Chechen strongman taunts referee, apologises later
Chechen leader Ramzan Kadyrov on Monday admitted to taking control of the public address system during a home match played by his local football team, Terek Grozny, to shout: “The referee is corrupt. You jerk!”
“Yes it was me, Ramzan Kadyrov,” he told the RIA Novosti news agency after his booming voice interrupted play in the match against Rubin Kazan on Sunday evening – which ended 0-0.
“I had serious reasons to do this. What’s more, my grievances against the referee are not only about this game,” he said.
“The actions of the referee require careful investigation. We must not allow one man to spoil the whole game.”

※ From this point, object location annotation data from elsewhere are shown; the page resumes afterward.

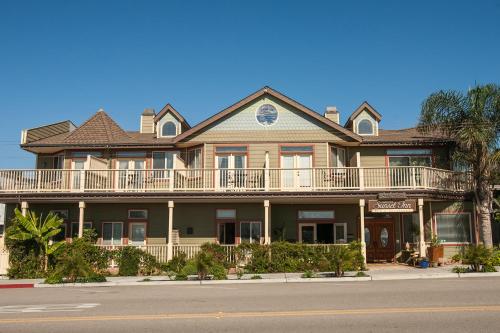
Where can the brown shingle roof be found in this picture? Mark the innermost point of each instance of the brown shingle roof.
(99, 129)
(405, 136)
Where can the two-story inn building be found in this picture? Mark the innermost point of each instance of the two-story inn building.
(266, 168)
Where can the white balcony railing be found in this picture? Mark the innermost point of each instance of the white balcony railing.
(232, 180)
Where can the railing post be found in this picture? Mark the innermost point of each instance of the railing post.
(38, 180)
(82, 180)
(170, 246)
(171, 178)
(361, 179)
(413, 177)
(266, 173)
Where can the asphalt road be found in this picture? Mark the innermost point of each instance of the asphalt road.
(455, 305)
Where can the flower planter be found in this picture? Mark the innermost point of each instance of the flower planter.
(436, 253)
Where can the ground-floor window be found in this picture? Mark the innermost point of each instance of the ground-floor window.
(250, 232)
(453, 228)
(226, 233)
(411, 226)
(323, 233)
(75, 225)
(61, 235)
(137, 233)
(112, 233)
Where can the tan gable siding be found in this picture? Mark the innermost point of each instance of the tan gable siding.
(372, 157)
(292, 126)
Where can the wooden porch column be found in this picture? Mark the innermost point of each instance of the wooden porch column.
(81, 218)
(421, 242)
(24, 208)
(362, 227)
(267, 239)
(170, 246)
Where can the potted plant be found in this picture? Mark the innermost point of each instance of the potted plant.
(423, 262)
(436, 250)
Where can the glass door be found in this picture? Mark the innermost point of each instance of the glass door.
(130, 174)
(297, 172)
(78, 165)
(112, 233)
(231, 171)
(307, 233)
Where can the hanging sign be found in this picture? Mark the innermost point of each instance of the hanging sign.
(400, 206)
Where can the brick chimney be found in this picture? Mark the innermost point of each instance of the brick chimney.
(147, 121)
(332, 114)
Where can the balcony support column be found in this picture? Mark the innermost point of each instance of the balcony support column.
(170, 246)
(24, 208)
(81, 218)
(267, 239)
(362, 228)
(421, 242)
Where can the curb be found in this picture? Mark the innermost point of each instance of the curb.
(16, 285)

As the referee, Mikhail Vilkov, handed out a red card to the Terek captain Rizvan Utsiyev, an infuriated yell rang out across the stadium to cheers from the crowd, according to television footage posted on YouTube.

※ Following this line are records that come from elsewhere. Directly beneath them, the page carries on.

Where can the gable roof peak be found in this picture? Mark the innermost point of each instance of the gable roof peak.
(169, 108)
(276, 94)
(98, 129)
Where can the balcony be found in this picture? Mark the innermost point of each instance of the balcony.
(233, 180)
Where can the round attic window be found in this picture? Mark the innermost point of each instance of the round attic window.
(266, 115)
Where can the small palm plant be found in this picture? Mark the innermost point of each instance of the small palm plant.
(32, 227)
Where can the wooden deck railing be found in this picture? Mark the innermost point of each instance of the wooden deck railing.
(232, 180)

“What on Earth?” the television commentator said repeatedly.
Kadyrov late on Sunday wrote on his Instagram: “I apologise to the whole football world for what I said in the heat of the moment. But not to the referee, he deserved to be called corrupt.”
There were initial doubts about whether Kadyrov had himself spoken on the public address system or an announcer.

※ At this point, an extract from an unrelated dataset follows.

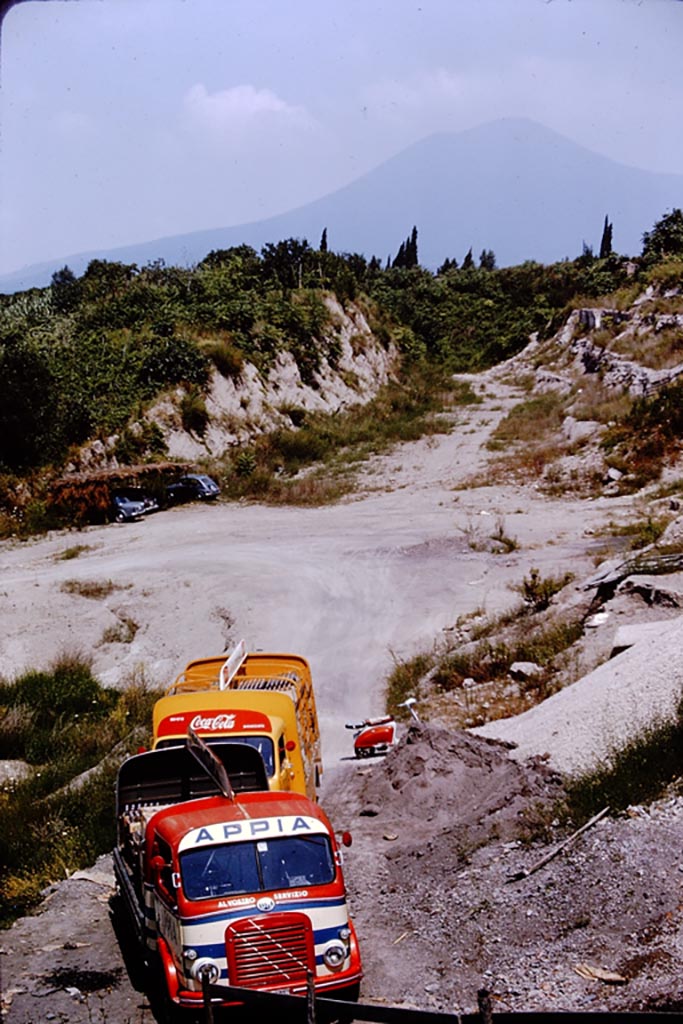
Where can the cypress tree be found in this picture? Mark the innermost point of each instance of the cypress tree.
(606, 241)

Kadyrov is named as the head of the Terek club on its website.
Kadyrov, who recently played host to French actor Gerard Depardieu and gave him an apartment in Grozny, rules Chechnya with a paternalistic yet informal style, travelling in a vast motorcade but rarely wearing a suit and tie.
A report on the incident has been sent to the Russian Football Union, the executive director of the Russian Premier League, Sergei Cheban, told the Interfax news agency.
The punishment could be a fine or holding matches behind closed doors, according to how the incident is classified, Russian media reported.
Kadyrov on Monday refused to back down.
“The decision of the Russian Football Union on this incident is law to us. However hard it is, we are ready to accept it. But I won’t take my words back,” he told journalists in Grozny.